5. The Act defines the rules for the transfer of personal data outside Nigeria. Consequently, data controllers or processors can no longer transfer data outside Nigeria except there is a legal basis (laws, binding corporate rules, etc.) in the receiving country that affords an adequate level of protection with respect to the personal data of the Nigerian subject.

6. The sanction for breaches of any provisions of Act or subsidiary regulations made under the Act includes a penalty or remedial fees up to the greater of a standard maximum amount or higher maximum amount, depending on the importance of the data controllers/ processor. The Act defines a standard maximum amount and higher maximum amount as higher of ₦2million or ₦10million and 2% of annual gross revenue in the preceding financial year.

This penalty provided in the Act appears stiffer than the penalties stipulated in the NDPR which provides for a fine of 2% of the annual gross revenue of the preceding year or ₦10million where the breach involved more than 10,000 Data Subjects, and 1% of the annual gross revenue of the preceding year or ₦2million where the breach involves less than 10,000 Data Subjects.

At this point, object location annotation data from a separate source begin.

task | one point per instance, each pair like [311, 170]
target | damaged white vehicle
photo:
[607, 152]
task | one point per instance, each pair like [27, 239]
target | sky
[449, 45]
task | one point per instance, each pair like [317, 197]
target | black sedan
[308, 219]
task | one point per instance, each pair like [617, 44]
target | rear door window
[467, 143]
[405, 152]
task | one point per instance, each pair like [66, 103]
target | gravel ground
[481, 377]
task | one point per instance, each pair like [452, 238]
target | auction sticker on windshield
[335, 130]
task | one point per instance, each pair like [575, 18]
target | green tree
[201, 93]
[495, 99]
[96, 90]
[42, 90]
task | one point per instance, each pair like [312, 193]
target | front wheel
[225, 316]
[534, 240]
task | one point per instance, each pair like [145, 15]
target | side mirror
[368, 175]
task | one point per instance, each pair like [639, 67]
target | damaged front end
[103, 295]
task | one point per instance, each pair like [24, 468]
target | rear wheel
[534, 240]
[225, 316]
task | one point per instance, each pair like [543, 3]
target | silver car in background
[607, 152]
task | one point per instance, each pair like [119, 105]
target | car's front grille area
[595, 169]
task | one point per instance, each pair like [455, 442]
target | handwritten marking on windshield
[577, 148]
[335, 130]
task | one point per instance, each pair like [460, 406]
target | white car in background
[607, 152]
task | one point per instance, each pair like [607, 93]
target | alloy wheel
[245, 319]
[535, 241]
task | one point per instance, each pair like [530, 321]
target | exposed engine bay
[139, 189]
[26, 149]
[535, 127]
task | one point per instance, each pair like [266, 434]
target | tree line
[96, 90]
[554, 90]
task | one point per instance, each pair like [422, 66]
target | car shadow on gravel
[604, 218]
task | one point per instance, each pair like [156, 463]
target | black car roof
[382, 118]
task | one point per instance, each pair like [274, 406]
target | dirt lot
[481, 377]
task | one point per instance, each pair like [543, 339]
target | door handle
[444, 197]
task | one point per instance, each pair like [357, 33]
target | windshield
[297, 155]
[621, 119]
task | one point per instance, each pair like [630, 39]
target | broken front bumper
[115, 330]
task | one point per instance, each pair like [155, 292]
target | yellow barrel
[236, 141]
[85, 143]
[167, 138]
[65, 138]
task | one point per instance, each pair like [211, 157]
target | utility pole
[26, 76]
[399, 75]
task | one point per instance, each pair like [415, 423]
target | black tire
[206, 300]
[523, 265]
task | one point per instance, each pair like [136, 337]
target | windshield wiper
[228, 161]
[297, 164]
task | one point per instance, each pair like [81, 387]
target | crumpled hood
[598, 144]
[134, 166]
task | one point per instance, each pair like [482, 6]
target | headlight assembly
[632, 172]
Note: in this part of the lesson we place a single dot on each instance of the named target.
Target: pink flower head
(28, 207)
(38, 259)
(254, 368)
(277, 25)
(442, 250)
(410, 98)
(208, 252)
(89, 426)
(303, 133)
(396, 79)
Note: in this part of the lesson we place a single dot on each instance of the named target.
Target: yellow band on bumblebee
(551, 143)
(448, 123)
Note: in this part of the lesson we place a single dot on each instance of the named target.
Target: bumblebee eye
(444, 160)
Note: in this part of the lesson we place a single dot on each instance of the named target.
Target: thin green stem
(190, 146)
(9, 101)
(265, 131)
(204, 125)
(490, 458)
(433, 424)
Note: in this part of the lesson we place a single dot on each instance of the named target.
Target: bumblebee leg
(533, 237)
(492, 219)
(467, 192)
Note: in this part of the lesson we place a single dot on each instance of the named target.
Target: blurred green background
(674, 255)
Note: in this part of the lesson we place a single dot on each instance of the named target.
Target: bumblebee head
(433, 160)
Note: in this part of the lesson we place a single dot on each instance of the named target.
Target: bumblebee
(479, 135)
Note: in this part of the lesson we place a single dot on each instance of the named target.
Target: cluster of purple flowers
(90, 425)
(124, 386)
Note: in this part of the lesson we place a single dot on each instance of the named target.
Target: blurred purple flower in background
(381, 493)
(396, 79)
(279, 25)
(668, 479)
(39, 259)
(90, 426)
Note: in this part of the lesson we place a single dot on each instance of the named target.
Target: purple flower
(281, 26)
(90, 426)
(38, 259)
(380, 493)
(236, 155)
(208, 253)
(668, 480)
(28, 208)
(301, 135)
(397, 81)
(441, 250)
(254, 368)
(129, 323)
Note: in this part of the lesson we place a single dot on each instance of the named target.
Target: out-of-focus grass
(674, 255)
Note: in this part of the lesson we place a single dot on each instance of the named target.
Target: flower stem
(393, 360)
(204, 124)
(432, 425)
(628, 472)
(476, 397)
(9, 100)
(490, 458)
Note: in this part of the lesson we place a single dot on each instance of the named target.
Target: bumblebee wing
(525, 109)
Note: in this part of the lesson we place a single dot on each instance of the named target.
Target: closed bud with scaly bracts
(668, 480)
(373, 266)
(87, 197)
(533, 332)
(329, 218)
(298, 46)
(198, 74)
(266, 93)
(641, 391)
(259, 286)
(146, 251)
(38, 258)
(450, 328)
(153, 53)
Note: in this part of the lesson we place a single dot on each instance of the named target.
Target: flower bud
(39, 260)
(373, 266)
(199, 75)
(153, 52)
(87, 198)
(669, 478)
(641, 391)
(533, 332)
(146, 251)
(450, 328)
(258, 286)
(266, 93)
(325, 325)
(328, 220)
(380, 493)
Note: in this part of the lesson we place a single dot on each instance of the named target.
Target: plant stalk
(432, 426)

7. The Act introduces a concept of data controllers and processors of ‘major importance’ who are required to register with the NDPC within six months after the commencement of the Act or upon acquiring the status of a data controller/process of major importance. These include a data controller or data processor that is domiciled, resident in, or operating in Nigeria and processes or intends to process personal data of more than such number of data subjects who are within Nigeria. This number will be determined by the NDPC. Although the Act does not explain the metrics for classifying a controller or processor as one of major importance, the Act specifies that the NDPC may exempt certain persons from being classified as controllers/processors of major importance. Thus, we expect that the NDPC will issue a circular/regulation defining who can be classified as a controller/processor of major importance or otherwise.

8. The Act requires the data controller, in the event of a data breach likely to result in a high risk to the rights and freedoms of data subjects, to notify the breach to the data subject without undue delay, including advising the measures the data subject could take to mitigate effectively the possible adverse effects of the data breach.

Commentaries

The Act provides promising regulations to regulate the fast-moving pace of technology today, and the data protection considerations. Its transitional provisions provide that the NDPR will continue to exist, in relation to the compliance requirements provided for under the NDPR. For example, the NDPR mandates an annual data protection audit, and this is expected to continue to subsist except the NDPC issues regulations to change it. However, the NDPC is to license persons having a requisite level of expertise, in relation to data protection and the Act, to monitor, audit and report on compliance by data controllers and data processors. Therefore, these persons will co-exist with the Data Protection Compliance Organizations (DPCOs) which had already been licensed under the NDPR.

Nonetheless, we expect the NDPC to issue the relevant Regulations and Guidelines to harmonize the NDPR, and clarify other compliance requirements to be undertaken under the Act, including the number of data subject that will qualify as data controller or data processor of major importance, the frequency of filing and content of compliance returns by such data controllers and data processors of major importance, and the steps to be taken by a data controller to adequately inform data subjects of a personal data breach.

It is also important that the NDPC provide in the Regulations, stricter requirements with respect to the individual who is appointed as the Data Protection Officer (DPO) to ensure that the DPO has the requisite experience and competence in the organization to drive compliance with the provisions of the Act. This will also ensure that issues of data protection are treated with utmost importance in Nigeria.